Я иду к железным воротам моей прежней неволи, к Беле, который ждет меня, сидя на траве. Краем глаза вижу человека в форме, кото- рый ходит под металлической надписью туда и обратно. Это не солдат, а охранник музея. Но когда я вижу, как он вышагивает в своей форме, нельзя не замереть, не затаить дыхания, не приготовиться услышать автоматную очередь. На долю секунды я снова становлюсь испуганной девочкой, девочкой, которая в опасности. Я заклю- ченный в камере. Но дышу и жду, когда этот миг пройдет. Касаюсь синего американского паспорта в кармане пальто. Охранник доходит до надписи и поворачивает обратно, идет в лагерь. Он должен остаться. Это его долг. Но я могу уйти. Я свободна!

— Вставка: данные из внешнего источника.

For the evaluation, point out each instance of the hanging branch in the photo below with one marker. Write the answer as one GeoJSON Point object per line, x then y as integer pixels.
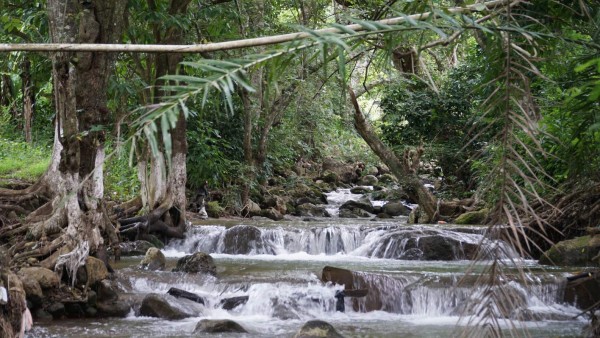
{"type": "Point", "coordinates": [237, 44]}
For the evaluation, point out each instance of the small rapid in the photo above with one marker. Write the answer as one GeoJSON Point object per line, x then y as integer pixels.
{"type": "Point", "coordinates": [414, 277]}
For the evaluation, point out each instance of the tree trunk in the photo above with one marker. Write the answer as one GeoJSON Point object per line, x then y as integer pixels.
{"type": "Point", "coordinates": [73, 181]}
{"type": "Point", "coordinates": [404, 169]}
{"type": "Point", "coordinates": [163, 188]}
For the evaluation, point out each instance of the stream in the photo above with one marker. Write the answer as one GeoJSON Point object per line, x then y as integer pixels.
{"type": "Point", "coordinates": [278, 265]}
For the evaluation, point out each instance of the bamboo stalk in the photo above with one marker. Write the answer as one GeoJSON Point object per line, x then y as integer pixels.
{"type": "Point", "coordinates": [226, 45]}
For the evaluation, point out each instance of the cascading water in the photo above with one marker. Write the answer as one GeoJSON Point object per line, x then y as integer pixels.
{"type": "Point", "coordinates": [414, 275]}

Я покидаю Аушвиц. Я ухожу! Прохожу под словами arbeit macht frei. Какими жестокими и циничными они оказались. Но когда я ухожу прочь от бараков, разрушенных крематориев, караульных, туристов и музейного охранника, когда я прохожу под темными железными буквами и иду к мужу, я вижу искорку истины в этих словах. Моя работа действительно освободила меня. Я выжила, чтобы делать свое дело. Не то, которое насаждали нацисты, — каторжный труд, несущий голод и рабство, превращающий людей в изнемогающих животных. Я говорю о внутренней работе. Учиться жить, учиться получать удовольствие от жизни, учиться прощать себя и помогать другим учиться тому же. Моя работа дает мне уверенность, что я больше никогда не буду ни заложником, ни узником. Я свободна.